When you're in active mode, D5 will ground the bottom of the pullup resistor, and current will flow through it. A 3.3V drop across a 100K resistor will sink 33uA of current. A 10K resistor will sink 10 times as much - 330uA. In sleep mode, D5 will be floating, so that current will flow through the transistor when you push the button. The upper limit for the resistor is determined by the amount of current the transistor needs to sink to reset the device, which will depend on the base current provided by the pullup resistor, the transistor's gain, and the value of whatever pullup resistor is on the Reset line. Basically, you want the largest resistor that still works reliably.

Thanks. I will go with a 100k resistor. I researched the software register and though the manual mentions it - in practice It does not seem to actually work. So going with the external pullup. Thanks so much for all your help everyone.
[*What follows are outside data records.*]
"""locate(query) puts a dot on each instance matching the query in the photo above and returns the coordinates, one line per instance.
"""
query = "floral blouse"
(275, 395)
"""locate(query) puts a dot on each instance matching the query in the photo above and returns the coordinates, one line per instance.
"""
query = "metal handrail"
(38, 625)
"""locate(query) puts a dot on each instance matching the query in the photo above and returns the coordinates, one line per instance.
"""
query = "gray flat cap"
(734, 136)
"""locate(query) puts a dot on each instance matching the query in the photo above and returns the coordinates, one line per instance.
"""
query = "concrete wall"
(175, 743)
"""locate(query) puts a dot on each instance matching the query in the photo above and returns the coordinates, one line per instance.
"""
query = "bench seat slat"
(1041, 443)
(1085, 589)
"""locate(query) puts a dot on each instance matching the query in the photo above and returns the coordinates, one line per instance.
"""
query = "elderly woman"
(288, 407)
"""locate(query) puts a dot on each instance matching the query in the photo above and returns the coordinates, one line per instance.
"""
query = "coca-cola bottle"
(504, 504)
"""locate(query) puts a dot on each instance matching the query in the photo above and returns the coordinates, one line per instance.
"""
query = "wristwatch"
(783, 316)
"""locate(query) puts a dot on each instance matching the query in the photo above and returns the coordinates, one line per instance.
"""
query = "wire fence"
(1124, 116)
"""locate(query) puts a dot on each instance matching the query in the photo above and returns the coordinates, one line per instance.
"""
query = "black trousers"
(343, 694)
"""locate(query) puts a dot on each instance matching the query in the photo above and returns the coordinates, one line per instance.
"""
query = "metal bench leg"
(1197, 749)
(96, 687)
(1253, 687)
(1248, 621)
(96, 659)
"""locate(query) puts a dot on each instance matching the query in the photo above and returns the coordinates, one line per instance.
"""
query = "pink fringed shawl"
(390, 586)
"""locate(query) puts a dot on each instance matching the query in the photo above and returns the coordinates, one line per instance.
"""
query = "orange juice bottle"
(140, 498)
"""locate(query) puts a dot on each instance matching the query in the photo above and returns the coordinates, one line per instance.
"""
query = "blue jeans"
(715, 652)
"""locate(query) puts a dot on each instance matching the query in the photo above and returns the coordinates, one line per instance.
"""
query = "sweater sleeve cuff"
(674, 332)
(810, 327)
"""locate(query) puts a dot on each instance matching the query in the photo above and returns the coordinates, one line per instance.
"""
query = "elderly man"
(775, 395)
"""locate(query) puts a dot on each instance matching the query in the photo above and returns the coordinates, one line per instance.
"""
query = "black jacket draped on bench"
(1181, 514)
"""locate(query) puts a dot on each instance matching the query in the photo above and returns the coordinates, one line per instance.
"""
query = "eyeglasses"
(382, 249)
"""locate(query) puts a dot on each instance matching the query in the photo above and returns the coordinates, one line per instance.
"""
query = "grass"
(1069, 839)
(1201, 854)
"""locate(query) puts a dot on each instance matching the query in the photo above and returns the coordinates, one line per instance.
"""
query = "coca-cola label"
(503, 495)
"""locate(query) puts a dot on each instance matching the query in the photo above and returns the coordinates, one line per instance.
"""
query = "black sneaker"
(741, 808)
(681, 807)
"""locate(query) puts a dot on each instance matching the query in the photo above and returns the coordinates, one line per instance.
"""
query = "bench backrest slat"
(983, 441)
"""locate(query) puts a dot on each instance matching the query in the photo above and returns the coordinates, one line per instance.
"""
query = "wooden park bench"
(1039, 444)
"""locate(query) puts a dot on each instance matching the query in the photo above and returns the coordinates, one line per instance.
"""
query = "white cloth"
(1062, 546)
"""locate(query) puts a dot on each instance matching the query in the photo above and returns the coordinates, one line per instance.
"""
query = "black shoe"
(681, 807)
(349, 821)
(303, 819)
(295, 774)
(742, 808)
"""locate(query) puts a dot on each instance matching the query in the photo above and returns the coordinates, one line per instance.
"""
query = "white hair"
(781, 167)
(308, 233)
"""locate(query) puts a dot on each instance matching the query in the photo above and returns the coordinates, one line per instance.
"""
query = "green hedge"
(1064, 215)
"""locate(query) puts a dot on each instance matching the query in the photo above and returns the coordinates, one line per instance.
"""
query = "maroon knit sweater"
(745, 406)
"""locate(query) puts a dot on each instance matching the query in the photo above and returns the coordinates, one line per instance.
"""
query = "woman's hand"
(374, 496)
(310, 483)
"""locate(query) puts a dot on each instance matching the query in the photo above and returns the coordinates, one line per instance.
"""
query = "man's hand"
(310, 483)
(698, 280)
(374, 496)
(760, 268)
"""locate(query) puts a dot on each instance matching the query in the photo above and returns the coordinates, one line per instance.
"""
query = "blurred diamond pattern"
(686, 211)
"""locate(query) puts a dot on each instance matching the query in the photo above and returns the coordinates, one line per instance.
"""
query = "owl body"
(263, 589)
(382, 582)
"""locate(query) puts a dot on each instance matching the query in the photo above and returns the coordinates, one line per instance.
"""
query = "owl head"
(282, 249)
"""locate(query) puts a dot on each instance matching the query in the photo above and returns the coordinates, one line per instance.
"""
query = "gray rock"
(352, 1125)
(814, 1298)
So I created the circuit and I am using a lot more power in deep sleep then I expected. Part of the problem is that I have a 64 pixel NeoPixel array attached that even when not showing anything draws 20mA but the rest of my circuits is still drawing 13mA for the esp8266, a voltage divider battery measurement connected to A0, the transistor and a low quiescent LDO(MCP1700-330E). I was hoping to be in the uA area when in sleep so it looks like I probably need to disconnect all the power completely and then have the button turn it back on. So I was wondering if there was a circuit that could completely cut the power until the button is pressed. Once the button is pressed the controller would activate something on a pin like D5 to have the button go back to its normal usage on D2 until it came time to go to sleep. Maybe there is a way to still do it with the transistor but it seems like I might need something else.
Thanks for any input.